Meski demikian, Kementerian tidak menyebutkan penyebab kebakaran tersebut.
Juru bicara militer gerakan Houthi Yaman, Yahya Saree, mengatakan bahwa fasilitas tersebut telah menjadi sasaran serangan drone.
"(Houthi) berhasil menargetkan kilang Aramco di Jizan menggunakan pesawat nirawak (drone) dan serangan itu tepat sasaran," tulis Saree di platform X.
Saree mengatakan serangan itu dilakukan sebagai balasan atas tindakan Arab Saudi yang "melanggar wilayah udara provinsi Saada dan Hajjah" menggunakan pesawat nirawak.
Jizan terletak di pesisir Laut Merah Arab Saudi, dekat perbatasan dengan Yaman, dan telah berulang kali menjadi sasaran serangan Houthi yang menargetkan infrastruktur energi Saudi.
Kelompok tersebut juga mengaku bertanggung jawab atas serangan terhadap fasilitas Aramco di Jizan bulan lalu, serta serangan terhadap instalasi minyak di Yanbu, sebuah pusat ekspor utama Saudi di Laut Merah.

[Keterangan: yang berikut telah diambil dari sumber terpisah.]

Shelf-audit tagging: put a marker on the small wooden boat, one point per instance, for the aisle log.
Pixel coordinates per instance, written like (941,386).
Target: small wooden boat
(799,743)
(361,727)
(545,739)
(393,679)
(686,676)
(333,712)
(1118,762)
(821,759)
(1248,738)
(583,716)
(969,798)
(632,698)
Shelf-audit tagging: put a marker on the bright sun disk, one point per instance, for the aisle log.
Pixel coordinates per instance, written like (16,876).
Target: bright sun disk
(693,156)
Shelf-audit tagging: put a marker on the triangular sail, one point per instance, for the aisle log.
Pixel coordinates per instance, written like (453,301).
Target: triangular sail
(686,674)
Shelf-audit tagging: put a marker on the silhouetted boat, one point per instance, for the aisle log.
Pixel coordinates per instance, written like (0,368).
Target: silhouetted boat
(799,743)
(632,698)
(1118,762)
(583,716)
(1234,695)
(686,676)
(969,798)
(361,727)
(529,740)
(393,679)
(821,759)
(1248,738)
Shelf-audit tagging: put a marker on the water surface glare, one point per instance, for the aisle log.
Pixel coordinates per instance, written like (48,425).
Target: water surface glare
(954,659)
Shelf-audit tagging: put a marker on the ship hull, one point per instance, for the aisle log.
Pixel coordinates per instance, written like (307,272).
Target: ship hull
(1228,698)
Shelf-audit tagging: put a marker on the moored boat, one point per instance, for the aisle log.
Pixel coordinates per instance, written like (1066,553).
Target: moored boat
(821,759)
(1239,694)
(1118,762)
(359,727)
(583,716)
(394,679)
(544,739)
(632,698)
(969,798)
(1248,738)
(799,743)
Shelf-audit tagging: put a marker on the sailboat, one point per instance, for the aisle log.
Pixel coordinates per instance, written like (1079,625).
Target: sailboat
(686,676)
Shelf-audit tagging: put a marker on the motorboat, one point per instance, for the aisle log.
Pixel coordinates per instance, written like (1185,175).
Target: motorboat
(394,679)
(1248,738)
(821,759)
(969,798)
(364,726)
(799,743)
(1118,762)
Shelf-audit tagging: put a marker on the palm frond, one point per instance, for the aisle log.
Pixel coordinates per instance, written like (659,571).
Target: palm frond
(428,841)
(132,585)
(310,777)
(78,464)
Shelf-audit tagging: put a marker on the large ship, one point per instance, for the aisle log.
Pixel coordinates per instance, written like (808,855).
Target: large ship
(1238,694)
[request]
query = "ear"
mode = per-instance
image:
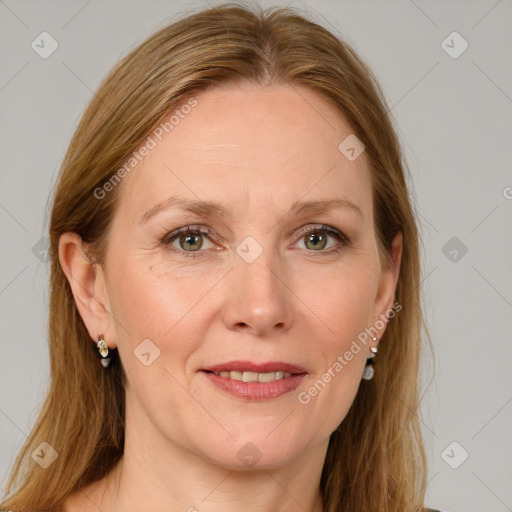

CEO Aramco, Amin Nasser, mengatakan pekan lalu bahwa serangan terhadap fasilitas perusahaan sempat menyebabkan gangguan produksi, namun ia yakin operasional dapat segera dipulihkan.
Ia menyatakan bahwa serangan-serangan tersebut tidak berdampak signifikan secara operasional maupun finansial.
Houthi juga mengklaim telah menargetkan pasukan dan peralatan militer Saudi di kota pelabuhan Mocha, Yaman, yang terletak di tepi Laut Merah. Serangan tersebut dilancarkan Houthi menggunakan "sejumlah besar rudal balistik dan pesawat nirawak".